Port of Dar-es-Salaam

POTENTIAL changes in the mining policies of Tanzania would have no affect on plans by Johannesburg-listed Kibo Mining to develop the Mbeya Coal to Power Project (MCPP) in the East African country.

Louis Coetzee, CEO of Kibo, said in an announcement today that meetings with Tanzania’s Ministry of Energy and Minerals (MEM) between 12 to 13 June found that “… the company’s operations are not affected by the current debate on mining policies and the Mining Act”.

On June 12, Tanzania’s president, John Magufuli, ordered a review of the country’s mineral laws having in May sacked the country’s energy and minerals minister, Sospeter Muhongo. This was in response to a report that alleged the under-reporting of the value of mining concentrates from Dar-es-Salaam port.

Magufuli also dissolved the Tanzania Mineral Audit Agency board of directors and suspended the agency’s CEO, Dominic Rwekaza for alleged negligence – actions that have come to typify the president’s all-action attack on corruption and perceived incompetence in the country.

Kibo Mining is hoping to build the $17m Mbeya coal mine which has a resource of about 120.8 million tonnes. Production from the mine will supply a proposed 300MW power plant which is expected to cost north of $600m. The company is concluding a preferred bidder arrangement with turnkey project partner, Shandong Electric Power Corporation (SEPCO) which will refund part of Kibo’s initial development costs.

“Over the past two weeks we have seen strong and committed engagement from all the Tanzanian stakeholders towards moving the MCPP development process forward and the progress meetings on 12 and 13 June underscored this,” said Coetzee. There had been “very open and frank discussions” with Tanzania’s MEM on possible further policy and legislative changes. The proposed changes would contribute to a robust mining industry in Tanzania,” he added.

Kibo has been waiting on the Tanzanian government to approve an Environmental and Social Impact Assessment which had now been processed for certification pending a final review.

A special mining licence for the Mbeya coal mine – another outstanding permit – had also been processed and was waiting for final approval pending the certification of the environmental assessment.

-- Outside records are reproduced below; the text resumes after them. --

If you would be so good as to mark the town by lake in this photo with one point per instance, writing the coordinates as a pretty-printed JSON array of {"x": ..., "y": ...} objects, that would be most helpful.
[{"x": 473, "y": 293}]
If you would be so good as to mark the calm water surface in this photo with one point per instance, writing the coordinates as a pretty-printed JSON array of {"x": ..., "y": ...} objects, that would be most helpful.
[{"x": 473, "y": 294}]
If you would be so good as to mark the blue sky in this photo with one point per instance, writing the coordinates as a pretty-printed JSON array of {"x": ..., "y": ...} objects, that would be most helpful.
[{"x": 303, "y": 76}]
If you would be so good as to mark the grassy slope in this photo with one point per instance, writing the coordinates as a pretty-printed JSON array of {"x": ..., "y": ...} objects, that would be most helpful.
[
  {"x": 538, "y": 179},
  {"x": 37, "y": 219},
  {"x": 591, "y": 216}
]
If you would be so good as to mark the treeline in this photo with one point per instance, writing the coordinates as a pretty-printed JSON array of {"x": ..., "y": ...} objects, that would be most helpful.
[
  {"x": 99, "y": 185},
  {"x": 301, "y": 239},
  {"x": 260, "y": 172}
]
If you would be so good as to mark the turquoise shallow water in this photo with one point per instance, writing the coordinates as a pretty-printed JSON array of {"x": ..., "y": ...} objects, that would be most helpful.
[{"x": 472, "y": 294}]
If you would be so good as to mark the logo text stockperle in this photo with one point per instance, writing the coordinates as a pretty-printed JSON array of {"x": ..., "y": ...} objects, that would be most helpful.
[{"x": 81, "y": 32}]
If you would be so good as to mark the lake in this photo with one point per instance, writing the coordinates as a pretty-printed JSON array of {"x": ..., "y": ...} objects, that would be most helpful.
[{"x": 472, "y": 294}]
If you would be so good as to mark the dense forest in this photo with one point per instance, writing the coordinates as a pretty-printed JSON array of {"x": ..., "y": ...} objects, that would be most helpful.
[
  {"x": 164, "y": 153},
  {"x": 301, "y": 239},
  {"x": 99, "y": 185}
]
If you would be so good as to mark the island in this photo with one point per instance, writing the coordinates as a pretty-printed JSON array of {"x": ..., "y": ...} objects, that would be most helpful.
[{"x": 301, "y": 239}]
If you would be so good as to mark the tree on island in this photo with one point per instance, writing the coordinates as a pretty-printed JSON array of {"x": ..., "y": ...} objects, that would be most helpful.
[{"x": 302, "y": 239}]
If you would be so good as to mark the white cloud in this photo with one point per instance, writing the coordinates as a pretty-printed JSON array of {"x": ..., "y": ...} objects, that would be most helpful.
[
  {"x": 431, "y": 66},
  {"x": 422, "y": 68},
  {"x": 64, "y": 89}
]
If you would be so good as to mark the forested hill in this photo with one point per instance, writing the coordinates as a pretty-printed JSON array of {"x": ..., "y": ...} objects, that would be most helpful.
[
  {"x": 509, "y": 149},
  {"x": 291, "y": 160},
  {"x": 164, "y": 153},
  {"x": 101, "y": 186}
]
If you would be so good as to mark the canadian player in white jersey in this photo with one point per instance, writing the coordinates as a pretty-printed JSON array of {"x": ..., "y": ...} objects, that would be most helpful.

Coetzee said there was now a clear pathway agreed with the government to have this paperwork completed.

Earlier this week a Presidential Second Committee declared that it was owed tens of billions of dollars by Acacia Mining for undeclared tax and royalties stretching back over years of exports from the mining firm’s Bulyanhulu and Buzwagi mines. Acacia, which is controlled by Barrick Gold, is contesting the committee’s findings.

One of Magufuli’s other acts affecting Tanzania’s mining industry was a decision to ban imports of thermal coal in order to incentivise the country’s domestic coal industry.

As a result, Kibo also plans to implement a ‘product diversification project’. “This strategy will see Mbeya Coal develop its coal mine to produce coal for the Mbeya power plant as its primary client with the domestic coal market as a secondary client,” the company said. “The company has already engaged with the domestic market in this regard with very positive response thus far.”